After a brief break from museum work following his retirement, Farrell worked on a part-time basis on a range of analytical projects at the Museum of Fine Arts, Boston, collaborating anew with his former colleague Newman, who is now head of the MFA’s Scientific Research Department.
Farrell always had a dual interest in science and art. Throughout much of his adult life he took courses in art history, languages, and history. He played the guitar and studied instrument making at the Museum of Fine Art’s antique instruments collection, building several guitars and a lute. Farrell also obtained a certificate in the art of hand-wrought ironwork, of which he was very proud. His interests ranged beyond science and art—particularly to all matters Gaelic. The Farrell ancestors had come from the Dingle Peninsula in Ireland before they settled in what is now West Virginia. He took numerous trips back to the old homeland starting in 1968, both with his family and with study groups, and he also studied Gaelic assiduously at the Harvard Extension School. It is in Ireland that he and his family made the acquaintance of—and fell in love with—Irish wolfhounds.
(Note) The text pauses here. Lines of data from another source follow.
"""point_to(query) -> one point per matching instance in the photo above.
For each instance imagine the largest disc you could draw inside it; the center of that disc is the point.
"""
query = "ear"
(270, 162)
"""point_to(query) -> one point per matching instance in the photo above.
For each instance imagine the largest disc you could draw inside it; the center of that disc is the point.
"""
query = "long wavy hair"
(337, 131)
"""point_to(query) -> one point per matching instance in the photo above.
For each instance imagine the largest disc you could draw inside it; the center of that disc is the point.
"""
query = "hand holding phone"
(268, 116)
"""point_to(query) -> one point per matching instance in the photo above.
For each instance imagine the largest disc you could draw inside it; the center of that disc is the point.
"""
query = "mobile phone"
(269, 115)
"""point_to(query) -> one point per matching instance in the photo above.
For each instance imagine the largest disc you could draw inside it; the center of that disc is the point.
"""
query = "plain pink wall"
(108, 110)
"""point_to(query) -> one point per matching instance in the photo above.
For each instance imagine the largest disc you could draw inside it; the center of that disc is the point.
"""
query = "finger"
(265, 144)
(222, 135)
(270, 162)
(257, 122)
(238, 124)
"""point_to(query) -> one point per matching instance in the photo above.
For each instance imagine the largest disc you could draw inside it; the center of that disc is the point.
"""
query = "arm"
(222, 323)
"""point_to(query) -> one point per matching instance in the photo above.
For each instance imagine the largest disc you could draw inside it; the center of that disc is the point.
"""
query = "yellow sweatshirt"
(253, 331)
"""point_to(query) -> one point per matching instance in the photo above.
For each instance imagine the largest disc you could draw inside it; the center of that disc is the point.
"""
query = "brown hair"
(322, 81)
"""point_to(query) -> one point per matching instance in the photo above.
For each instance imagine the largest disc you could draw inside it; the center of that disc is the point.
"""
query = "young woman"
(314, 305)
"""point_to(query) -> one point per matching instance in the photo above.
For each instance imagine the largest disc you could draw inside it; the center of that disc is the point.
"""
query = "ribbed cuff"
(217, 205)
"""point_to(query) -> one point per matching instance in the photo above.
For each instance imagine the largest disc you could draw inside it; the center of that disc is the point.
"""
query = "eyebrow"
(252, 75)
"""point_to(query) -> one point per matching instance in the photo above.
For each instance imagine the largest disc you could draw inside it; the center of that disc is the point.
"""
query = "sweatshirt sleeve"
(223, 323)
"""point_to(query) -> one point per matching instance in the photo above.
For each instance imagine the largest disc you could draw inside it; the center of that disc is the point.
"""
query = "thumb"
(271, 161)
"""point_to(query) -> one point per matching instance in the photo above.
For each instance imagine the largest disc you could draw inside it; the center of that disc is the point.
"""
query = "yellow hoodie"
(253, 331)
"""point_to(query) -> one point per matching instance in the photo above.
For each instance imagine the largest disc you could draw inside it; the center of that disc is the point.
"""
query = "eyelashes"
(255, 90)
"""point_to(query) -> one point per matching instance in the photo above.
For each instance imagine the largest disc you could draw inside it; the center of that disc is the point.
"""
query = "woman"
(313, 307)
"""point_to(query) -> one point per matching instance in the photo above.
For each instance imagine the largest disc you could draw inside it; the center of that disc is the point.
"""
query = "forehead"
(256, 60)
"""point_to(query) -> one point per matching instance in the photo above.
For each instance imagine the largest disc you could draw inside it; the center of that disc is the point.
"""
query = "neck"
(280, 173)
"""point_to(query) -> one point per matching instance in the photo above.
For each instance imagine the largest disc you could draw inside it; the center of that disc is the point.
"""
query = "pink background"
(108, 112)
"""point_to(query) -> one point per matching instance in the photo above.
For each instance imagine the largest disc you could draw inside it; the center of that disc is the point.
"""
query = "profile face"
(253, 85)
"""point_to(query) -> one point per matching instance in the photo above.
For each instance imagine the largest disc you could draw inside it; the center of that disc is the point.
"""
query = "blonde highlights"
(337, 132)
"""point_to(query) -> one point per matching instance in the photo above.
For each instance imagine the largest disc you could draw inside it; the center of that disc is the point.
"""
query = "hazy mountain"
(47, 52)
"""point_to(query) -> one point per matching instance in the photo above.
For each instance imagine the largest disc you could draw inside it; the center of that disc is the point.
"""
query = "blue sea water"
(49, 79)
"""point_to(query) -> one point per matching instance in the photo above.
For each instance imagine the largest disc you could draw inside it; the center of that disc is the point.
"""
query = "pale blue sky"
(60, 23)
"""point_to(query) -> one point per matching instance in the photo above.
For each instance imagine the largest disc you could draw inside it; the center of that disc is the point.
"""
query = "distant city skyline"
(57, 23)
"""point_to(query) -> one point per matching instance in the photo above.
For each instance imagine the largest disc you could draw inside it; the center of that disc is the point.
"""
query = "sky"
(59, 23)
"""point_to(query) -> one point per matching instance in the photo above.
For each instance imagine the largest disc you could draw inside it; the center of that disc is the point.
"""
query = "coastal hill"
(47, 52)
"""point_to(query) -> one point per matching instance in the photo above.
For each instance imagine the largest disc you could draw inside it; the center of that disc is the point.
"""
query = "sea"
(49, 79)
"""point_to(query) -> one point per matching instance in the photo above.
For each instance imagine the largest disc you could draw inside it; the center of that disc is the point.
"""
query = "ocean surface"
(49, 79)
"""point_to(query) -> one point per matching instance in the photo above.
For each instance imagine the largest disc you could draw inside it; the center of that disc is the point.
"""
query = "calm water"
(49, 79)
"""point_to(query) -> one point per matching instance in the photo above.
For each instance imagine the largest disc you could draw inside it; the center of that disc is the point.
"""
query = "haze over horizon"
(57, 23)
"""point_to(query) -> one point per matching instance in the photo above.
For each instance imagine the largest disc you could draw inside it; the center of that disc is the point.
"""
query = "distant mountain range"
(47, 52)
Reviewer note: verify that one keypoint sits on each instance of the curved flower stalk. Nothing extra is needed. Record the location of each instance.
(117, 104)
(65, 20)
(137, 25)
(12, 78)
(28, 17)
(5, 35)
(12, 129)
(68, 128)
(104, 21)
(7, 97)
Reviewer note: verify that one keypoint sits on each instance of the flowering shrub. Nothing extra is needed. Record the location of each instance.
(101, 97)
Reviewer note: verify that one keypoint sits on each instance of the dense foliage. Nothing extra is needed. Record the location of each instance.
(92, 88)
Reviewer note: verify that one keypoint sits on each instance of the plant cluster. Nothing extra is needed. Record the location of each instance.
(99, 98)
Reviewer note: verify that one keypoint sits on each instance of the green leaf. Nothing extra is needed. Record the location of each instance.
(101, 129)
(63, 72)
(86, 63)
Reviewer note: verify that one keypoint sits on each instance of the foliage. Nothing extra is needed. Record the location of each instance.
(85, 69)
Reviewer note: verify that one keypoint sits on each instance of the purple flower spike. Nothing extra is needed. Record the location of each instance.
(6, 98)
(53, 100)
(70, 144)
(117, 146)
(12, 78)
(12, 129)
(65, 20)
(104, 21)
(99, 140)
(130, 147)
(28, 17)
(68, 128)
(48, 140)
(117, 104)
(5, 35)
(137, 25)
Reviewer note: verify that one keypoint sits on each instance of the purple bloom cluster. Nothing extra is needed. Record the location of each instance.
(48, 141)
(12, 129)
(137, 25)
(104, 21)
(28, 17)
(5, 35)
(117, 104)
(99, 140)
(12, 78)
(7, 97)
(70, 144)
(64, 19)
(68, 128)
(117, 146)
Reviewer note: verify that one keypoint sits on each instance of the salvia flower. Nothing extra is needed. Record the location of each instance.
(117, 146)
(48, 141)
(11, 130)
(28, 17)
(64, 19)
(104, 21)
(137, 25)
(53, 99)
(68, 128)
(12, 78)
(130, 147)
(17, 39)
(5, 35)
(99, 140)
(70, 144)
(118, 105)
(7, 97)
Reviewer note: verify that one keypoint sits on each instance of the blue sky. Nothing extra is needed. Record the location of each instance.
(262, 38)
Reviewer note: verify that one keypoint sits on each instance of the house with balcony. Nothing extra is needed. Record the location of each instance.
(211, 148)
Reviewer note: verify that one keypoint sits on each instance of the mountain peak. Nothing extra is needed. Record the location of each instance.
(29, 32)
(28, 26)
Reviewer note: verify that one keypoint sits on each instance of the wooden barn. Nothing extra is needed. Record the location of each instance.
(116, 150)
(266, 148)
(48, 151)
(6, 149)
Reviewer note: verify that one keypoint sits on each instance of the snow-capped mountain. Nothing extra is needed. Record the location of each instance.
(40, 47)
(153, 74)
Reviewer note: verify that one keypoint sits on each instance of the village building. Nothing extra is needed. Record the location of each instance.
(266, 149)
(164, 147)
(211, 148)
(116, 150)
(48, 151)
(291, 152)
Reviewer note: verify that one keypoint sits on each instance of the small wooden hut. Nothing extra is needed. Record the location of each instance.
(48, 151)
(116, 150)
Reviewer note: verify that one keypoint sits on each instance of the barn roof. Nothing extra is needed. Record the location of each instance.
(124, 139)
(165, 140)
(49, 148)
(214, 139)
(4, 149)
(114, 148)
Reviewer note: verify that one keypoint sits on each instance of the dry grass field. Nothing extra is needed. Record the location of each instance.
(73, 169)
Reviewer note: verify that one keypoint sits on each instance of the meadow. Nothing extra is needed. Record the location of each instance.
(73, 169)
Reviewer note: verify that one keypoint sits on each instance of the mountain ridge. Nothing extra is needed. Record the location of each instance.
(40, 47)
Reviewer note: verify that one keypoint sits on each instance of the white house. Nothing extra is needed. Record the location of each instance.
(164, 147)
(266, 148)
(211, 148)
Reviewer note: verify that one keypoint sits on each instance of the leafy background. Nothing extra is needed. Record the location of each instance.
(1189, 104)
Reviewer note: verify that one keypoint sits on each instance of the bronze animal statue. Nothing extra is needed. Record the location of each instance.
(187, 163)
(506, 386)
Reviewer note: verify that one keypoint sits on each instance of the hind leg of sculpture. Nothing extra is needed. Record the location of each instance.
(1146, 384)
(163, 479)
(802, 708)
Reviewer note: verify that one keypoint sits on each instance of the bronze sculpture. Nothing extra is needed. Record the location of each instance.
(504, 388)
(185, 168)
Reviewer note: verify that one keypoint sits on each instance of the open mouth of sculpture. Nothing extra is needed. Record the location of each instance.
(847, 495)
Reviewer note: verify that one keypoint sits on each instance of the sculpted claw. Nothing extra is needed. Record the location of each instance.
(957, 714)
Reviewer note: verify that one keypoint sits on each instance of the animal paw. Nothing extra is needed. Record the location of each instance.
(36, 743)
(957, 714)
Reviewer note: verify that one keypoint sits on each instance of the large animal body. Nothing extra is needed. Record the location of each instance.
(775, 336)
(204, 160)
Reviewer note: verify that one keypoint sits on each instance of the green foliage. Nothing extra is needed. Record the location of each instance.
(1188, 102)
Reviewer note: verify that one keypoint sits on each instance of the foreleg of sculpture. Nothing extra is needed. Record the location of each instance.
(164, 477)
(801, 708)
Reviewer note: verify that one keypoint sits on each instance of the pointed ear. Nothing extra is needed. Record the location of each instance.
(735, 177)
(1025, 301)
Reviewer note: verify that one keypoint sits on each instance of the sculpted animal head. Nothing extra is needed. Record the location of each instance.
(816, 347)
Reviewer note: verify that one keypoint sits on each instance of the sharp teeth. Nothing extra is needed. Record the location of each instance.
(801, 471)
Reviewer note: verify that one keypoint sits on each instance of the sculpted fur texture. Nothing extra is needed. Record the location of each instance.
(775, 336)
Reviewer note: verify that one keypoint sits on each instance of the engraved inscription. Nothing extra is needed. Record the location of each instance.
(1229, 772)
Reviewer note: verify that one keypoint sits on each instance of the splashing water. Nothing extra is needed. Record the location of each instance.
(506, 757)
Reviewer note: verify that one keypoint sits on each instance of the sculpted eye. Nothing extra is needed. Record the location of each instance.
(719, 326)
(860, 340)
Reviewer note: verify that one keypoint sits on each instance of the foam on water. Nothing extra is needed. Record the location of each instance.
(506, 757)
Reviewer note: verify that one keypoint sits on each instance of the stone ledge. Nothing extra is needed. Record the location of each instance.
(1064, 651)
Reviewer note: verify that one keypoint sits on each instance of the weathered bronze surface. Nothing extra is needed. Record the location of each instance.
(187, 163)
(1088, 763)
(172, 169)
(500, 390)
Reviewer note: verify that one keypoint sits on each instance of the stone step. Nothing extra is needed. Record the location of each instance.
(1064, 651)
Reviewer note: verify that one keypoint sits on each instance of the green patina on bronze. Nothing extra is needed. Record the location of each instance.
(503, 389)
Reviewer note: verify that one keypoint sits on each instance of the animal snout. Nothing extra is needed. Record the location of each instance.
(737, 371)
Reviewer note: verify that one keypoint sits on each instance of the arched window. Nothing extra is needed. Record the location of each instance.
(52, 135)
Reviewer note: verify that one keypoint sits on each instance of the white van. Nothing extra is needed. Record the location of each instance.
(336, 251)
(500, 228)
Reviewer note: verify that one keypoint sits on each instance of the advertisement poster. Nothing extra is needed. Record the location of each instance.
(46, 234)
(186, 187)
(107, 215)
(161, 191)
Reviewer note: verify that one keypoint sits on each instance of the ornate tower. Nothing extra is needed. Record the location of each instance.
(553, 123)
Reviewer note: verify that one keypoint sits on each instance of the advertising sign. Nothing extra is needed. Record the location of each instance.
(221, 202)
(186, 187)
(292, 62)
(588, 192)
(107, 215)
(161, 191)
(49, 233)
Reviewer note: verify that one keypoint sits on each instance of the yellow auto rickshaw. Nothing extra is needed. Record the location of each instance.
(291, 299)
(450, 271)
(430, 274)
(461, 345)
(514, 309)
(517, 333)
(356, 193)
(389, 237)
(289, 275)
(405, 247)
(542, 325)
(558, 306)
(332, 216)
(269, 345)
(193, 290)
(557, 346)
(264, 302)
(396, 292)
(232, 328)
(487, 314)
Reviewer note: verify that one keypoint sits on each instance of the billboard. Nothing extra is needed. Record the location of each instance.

They adopted their first one from a shelter in 1982. Farrell was an indefatigable student to the end: in addition to other courses, he was giving himself a self-tutorial on quantum physics in the period before he died.
Gene Farrell is survived by his wife Lynne Breda Farrell, his son Eugene Thoralf, and his dog Owen (Gaelic for Eugene)—the latest in a long line of rescued Irish hounds. Gene will be greatly missed and remembered by all who had the very good fortune to spend time with him.